The United States is urging India to restart peace talks with Pakistan. The U.S. Undersecretary for political affairs William Burns is on a four-day stop in India, which includes rounds of talks with top Indian government officials. India put a pause on the slow-moving peace talks after tension rose sharply between the two nuclear-armed neighbors following November attacks on the Indian financial capital of Mumbai, which New Delhi blamed on Pakistan-based militants. Some version of a dialogue is expected to start soon, possibly before the visit of US secretary of state Hillary Clinton to India which is likely in the first week of July. India knows that powers like the US would try to nudge India to the negotiating table, and it would be better not to be seen as having been pressured into the talks.
The Times of India said Foreign Minister S M Krishna quoted President John F. Kennedy to his officers: “Never negotiate out of fear, but never fear to negotiate.” The statement showed Indian sincerity as the quote was also borrowed or taught by the US officials.
The relationship between the United States and India has gradually warmed in recent years. A major breakthrough was a civil nuclear deal achieved during Prime Minister Singh’s first administration and the second term of President George W. Bush.
The deal was opposed by India’s left. But the Congress Party, the largest in the current government, is no longer dependent on the outside support of Communists to stay in power. That means there are now little, if any, political risk from responding to Washington’s calls for even closer ties.
Have a look on the same news reported by two different Pakistani and Indian journalists present in different part of the globe.
Mansoor Ijaz, an American of Pakistan origin writing in the Washington Post, said it is high time to resolve Kashmir issue. Manmohan Singh and Pakistani President Asif Ali Zardari should call for a peace summit this summer. Singh and Zardari were two leaders who could make peace, he argued.
Sanjeev Miglani, an Indian political news editor based in Singapore reviewed the same news in Reuter’s blog as Peace with Pakistan was in India’s “vital interest” as told by Manmohan Singh to parliament in a speech, presumably directed at those in the Indian strategic establishment who believe in a more muscular approach toward Pakistan especially after the Mumbai attacks.
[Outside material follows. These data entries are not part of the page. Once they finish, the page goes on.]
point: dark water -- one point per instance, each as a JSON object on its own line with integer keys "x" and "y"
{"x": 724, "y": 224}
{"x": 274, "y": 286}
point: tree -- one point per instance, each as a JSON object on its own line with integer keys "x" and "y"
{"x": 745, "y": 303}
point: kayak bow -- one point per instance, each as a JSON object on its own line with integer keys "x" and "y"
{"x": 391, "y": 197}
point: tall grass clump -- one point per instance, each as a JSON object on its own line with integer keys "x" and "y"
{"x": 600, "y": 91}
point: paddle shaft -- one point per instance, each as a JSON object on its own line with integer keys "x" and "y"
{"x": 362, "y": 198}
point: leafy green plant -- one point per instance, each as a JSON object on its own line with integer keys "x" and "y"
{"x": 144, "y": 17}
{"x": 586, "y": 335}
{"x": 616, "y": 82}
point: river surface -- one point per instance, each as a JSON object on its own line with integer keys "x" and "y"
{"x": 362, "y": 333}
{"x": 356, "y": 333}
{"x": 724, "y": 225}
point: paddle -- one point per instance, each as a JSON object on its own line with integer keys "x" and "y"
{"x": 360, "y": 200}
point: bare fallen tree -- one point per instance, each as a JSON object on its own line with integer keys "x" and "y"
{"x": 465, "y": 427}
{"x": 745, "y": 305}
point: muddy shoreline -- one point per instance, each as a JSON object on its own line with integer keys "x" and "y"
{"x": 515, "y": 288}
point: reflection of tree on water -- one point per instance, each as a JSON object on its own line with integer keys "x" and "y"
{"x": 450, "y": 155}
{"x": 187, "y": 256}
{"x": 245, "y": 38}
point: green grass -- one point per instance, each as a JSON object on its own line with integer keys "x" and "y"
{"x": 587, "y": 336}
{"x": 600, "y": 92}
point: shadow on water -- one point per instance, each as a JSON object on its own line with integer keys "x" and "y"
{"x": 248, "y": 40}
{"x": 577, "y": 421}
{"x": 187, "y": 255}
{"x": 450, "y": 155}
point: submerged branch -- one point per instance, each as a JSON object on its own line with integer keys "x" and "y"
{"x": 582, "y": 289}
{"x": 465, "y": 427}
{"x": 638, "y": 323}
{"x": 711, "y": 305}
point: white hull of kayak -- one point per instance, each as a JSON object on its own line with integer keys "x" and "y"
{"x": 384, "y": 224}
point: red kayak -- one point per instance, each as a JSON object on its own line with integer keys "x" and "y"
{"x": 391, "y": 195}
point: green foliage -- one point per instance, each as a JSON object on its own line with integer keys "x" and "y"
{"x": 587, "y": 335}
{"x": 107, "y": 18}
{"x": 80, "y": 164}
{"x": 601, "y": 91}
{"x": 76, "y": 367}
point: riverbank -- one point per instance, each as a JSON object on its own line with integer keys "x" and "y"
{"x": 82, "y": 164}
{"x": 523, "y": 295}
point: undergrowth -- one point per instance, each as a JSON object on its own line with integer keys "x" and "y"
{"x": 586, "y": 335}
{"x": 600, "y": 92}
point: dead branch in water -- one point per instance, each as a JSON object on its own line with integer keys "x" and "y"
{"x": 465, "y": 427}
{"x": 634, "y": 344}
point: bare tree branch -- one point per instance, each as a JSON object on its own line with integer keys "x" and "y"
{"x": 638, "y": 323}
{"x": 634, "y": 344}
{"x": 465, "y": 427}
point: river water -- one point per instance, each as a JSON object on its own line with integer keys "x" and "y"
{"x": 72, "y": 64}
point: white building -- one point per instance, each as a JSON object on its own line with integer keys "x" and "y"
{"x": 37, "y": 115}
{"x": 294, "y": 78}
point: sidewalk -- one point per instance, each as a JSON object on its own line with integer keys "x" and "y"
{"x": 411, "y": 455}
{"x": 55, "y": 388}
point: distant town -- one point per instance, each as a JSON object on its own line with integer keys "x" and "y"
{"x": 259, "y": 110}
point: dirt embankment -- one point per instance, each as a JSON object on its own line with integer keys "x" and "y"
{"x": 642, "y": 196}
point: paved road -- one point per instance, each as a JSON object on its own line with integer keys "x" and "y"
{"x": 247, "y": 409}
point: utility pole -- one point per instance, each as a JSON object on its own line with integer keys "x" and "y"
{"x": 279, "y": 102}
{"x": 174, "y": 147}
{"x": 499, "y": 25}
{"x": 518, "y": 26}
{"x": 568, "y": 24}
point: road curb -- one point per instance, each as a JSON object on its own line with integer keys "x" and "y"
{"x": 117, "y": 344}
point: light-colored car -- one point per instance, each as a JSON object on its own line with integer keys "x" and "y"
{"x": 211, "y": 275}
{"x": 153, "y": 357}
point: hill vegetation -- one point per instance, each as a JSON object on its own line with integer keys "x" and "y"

Pakistan has welcomed the recommence offer of talks but the point is that India wants peace talks on a condition of elimination of militants. Bilateral talks should be on equality basis not on conditions. All the issues from Kashmir to Siachin will be addressed, not only addressed should be resolved now. It is the high time to do something other than just talks. Indian sincerity towards the talks is still questionable but result should be assured, otherwise all American efforts will end in a smoke.